Leidy came from a family of artisans from Wittenberg who emigrated to America in the 18th century, studied medicine in Philadelphia and received his doctorate in 1844.

He was from 1853 professor of anatomy at the University of Pennsylvania , from 1871 professor of natural history at Swarthmore College . In his book Extinct Fauna of Dakota and Nebraska , which appeared in 1869, he described many previously unknown, extinct species of North America .

For example, he described the first almost intact fossil skeleton of a dinosaur found by William Parker Foulke in Haddonfield , New Jersey , and named the species Hadrosaurus foulkii .

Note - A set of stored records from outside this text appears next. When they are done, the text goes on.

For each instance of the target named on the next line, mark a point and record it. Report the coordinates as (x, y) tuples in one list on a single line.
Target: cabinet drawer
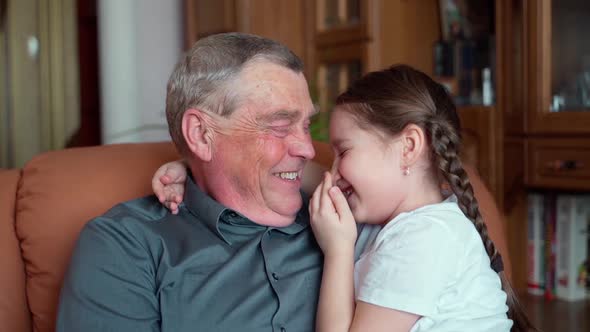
[(558, 164)]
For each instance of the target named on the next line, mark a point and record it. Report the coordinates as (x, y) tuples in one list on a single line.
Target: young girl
[(432, 267)]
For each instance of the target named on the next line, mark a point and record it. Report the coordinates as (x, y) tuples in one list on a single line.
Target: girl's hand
[(331, 219), (168, 184)]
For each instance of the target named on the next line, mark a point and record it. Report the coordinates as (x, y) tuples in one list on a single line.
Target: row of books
[(558, 246)]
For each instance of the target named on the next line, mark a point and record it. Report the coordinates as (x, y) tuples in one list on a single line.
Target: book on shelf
[(550, 223), (535, 246), (573, 213), (558, 246)]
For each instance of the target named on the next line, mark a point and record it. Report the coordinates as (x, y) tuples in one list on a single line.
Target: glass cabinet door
[(332, 14), (560, 66)]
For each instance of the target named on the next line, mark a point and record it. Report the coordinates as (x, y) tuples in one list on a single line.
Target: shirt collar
[(211, 212)]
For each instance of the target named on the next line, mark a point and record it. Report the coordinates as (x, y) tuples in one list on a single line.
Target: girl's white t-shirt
[(431, 262)]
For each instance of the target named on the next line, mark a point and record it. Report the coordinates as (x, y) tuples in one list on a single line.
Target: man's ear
[(198, 134), (413, 144)]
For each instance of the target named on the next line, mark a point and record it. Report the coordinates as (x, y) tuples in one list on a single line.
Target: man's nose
[(302, 146)]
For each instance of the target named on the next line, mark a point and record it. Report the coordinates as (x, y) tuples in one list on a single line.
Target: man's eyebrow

Beyond paleontology, Leidy made a name for himself as a parasitologist . He discovered in 1846 that trichinella was caused by a parasite , Trichinella spiralis , in raw or poorly cooked meat.

Even before Charles Darwin , he suspected that the environment could influence organisms. When Darwin published his theory, Leidy was enthusiastic about it. Occasionally he was accused of atheism for this .

In 1879 he published the Freshwater Rhizopods of North America , a pioneering work on the protists of North America.

Leidy was elected to the American Academy of Arts and Sciences in 1848 and a member of the Leopoldina in 1857 . From 1858 he was a corresponding member of the Bavarian Academy of Sciences , in 1863 he was one of the founding members of the National Academy of Sciences .

literature

Individual evidence

  1. Carl von Voit : Joseph Leidy (obituary) . In: Meeting reports of the mathematical-physical class of the KB Academy of Sciences in Munich . tape 22 , 1892, p. 198–199 ( online [PDF; accessed March 3, 2017]).